GitHub OAuth secret removed
Description
AlphaSOC detected that a GitHub OAuth secret was removed. OAuth secrets are critical authentication credentials that allow applications to access GitHub resources on behalf of users. Threat actors who gain access to GitHub accounts may remove OAuth secrets to disrupt legitimate integrations, prevent detection of their activities, or cover their tracks after exploiting compromised credentials.
Impact
Removal of OAuth secrets can disrupt critical integrations and automated workflows. This activity may indicate that threat actors have compromised the GitHub account and are attempting to hide evidence of unauthorized access or preparing to establish their own authentication methods.
Severity
| Severity | Condition |
|---|---|
Informational | GitHub OAuth secret removed |
Investigation and Remediation
Review GitHub audit logs to identify who removed the OAuth secret and examine any other actions performed by the same user or from the same IP address around the time of removal.

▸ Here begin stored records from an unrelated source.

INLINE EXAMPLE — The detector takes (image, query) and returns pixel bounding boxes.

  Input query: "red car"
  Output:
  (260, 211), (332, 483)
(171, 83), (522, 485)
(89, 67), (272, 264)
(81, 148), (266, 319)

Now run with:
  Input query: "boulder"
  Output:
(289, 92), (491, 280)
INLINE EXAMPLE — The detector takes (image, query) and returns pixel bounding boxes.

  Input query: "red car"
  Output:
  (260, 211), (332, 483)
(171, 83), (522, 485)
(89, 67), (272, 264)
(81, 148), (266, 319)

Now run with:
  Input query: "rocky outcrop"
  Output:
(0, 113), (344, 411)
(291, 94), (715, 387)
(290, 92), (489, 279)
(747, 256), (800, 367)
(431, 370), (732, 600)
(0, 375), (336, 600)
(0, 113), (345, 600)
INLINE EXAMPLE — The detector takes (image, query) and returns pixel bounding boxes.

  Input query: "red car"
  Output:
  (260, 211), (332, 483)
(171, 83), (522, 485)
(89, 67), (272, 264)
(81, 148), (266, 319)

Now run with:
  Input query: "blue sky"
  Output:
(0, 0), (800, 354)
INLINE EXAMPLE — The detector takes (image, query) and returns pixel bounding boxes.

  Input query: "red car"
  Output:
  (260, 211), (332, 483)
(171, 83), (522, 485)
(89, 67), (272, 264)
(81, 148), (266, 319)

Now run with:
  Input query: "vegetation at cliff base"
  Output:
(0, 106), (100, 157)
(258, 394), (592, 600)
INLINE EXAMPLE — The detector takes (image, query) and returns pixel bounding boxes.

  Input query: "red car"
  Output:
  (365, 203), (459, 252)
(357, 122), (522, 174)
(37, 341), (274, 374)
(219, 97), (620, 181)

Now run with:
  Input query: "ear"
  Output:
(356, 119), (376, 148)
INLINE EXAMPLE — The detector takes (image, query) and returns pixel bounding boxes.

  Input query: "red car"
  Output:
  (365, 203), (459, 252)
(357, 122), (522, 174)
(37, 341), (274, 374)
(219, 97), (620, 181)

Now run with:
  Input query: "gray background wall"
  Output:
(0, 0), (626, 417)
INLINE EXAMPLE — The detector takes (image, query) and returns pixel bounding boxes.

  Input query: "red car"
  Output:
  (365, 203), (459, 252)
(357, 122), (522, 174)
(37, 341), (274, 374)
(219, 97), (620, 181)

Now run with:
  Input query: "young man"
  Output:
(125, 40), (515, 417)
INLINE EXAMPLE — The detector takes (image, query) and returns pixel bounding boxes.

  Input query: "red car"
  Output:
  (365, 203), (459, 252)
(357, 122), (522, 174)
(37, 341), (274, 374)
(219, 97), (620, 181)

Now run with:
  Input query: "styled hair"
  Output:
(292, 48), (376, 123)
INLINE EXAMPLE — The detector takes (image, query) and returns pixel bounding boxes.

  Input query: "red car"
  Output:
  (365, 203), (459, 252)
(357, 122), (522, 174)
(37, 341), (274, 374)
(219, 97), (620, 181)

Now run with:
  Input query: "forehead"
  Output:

Check for any new OAuth applications or secrets that may have been created as replacements. Verify whether the removal was authorized. If unauthorized, immediately revoke all active sessions, rotate any potentially compromised credentials, review and audit all OAuth applications with repository access, enable two-factor authentication if not already active, and conduct a comprehensive security review of the affected account and associated repositories.